Butler, Kansas St. built on similar blueprints

(Clockwise from left) Gordon Hayward, Ronald Nored, Matt Howard and Shelvin Mack have played together as a group for the past two seasons. Jed Jacobsohn/Getty Images

SALT LAKE CITY -- Butler hasn't had an NBA lottery pick like former Kansas State star Michael Beasley.

Bulldogs coach Brad Stevens knows his chances of having players like Wildcats guards Denis Clemente and Jacob Pullen are remote at best.

But that doesn't mean the No. 5-seeded Bulldogs don't think they'll have a chance to beat the No. 2-seeded Wildcats in Saturday's West Regional final at EnergySolutions Arena.

A victory over Kansas State would earn the Bulldogs the mother of all homecomings: a trip to next week's Final Four in their hometown of Indianapolis.

"Someone has to go to the national championship and win," Butler forward Gordon Hayward said. "Why can't it be us?"

The Bulldogs probably have as good of a chance as anyone left in the NCAA field. They've won 23 games in a row, the longest winning streak in the country, and they're coming off a surprising 63-59 upset of No. 1-seeded Syracuse on Thursday night.

So much for Butler still being a mid-major.

"I think what it boils down to is revenue," Stevens said. "I think that's where the term comes from. Maybe it didn't start that way. Maybe it started with conference affiliation. But the bottom line is it's about revenue, which has no impact on a five-on-five basketball game. That's how we look at it."

To beat the Wildcats, Butler will have to contain Clemente and Pullen, who are as hot as any players left in the NCAA tournament. They've combined to average 46 points and 7.3 assists in three NCAA games.

"I don't think our guys are slow, but you have to get back and set your defense," Stevens said. "You've got to be playing in sync as one, five guys playing together."

That's been Butler's recipe for success this season, and it was the blueprint that transformed the school of about 4,300 students into one of college basketball's giant killers over the last 14 seasons.

But the Bulldogs are no longer a mid-major. Yes, they're the first team from the Horizon League to play in the Elite Eight, but they've been an NCAA tournament staple during the last decade.

"I think when you step into a program that has been winning, having so much success, I think the first thing that comes to mind is you want to follow in those footsteps and don't let anyone else down," Hayward said.

Kansas State coach Frank Martin isn't surprised by Butler's long-term success.
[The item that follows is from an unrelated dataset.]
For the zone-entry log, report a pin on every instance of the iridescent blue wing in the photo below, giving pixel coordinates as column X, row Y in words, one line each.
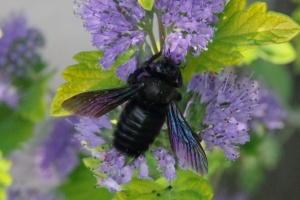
column 184, row 142
column 99, row 102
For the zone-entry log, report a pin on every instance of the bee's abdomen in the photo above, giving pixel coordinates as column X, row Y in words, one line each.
column 137, row 128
With so many programs from BCS football conferences recruiting players who are one-and-done and leave for the NBA after their freshman seasons, Martin said teams like Butler can thrive because their players develop chemistry and experience over four seasons.

"The thing that's changed the landscape of college basketball is the schools that maybe don't have the resources to go recruit or the notoriety or don't play in a conference that has affiliations with a national TV station to get on TV every week," Martin said.

"What happens is you get these schools that go out and recruit these kids that are borderline. These kids go there, they stay for three, four or five years and they grow together, and then you end up seeing these teams make tremendous runs."

Martin's first team at Kansas State in 2007-08 was built around Beasley, a freshman phenom, and forward Bill Walker. The Wildcats won 21 games, but lost to Wisconsin by 17 points in the second round of the NCAA tournament.

This version of the Wildcats, which has won 29 games and finished tied for second in the Big 12, was built around its veteran backcourt of Clemente and Pullen.

"The so-called pros that people don't like to scream at, you know, those kids leave," Martin said. "So you never get old. That's why we've had a chance to succeed is because we have a bunch of kids that have grown up together, that have stayed together, that have been through it together. That's what's given us a chance up to this point."

And that's what gives Butler a chance to beat Kansas State.

Four of the Bulldogs' five starters have started every game they've played the last two seasons, and sophomore guard Ronald Nored started all but five.

"You've got to find your niche and find the right guys to fit your niche," Stevens said. "As you can see -- mid-major, major, low-major, whatever the case may be -- we've got pretty darn good basketball players here."

Stevens has found the majority of his roster in basketball-crazy Indiana -- 10 of his team's 15 players are from the Hoosier State.

"I think there are a lot of things that fit into the niche that we can recruit to," Stevens said. "One of the things obviously is you have terrific [academic] degree opportunities at Butler. It's a private school and a small school. Couple that with the fact that you're in a town and in a state that is mad about basketball, and add on top of that that you play in a building that every basketball purist in the world wants to go through at one time or another.

"Does that work for every kid? No, it doesn't work for a lot of them. But it works for the guys on our team. You bring a kid in that loves Hinkle Fieldhouse, that means he appreciates tradition, he appreciates history and is likely a good teammate because he appreciates what's gone on in the past."

And Butler and Kansas State have to be excited about their futures.

"Why not shoot for the ultimate goal?" Butler forward Matt Howard said. "There's no reason to hold yourself back and say, 'Hey, let's just shoot to make the tournament.' Why not try to win the whole thing?"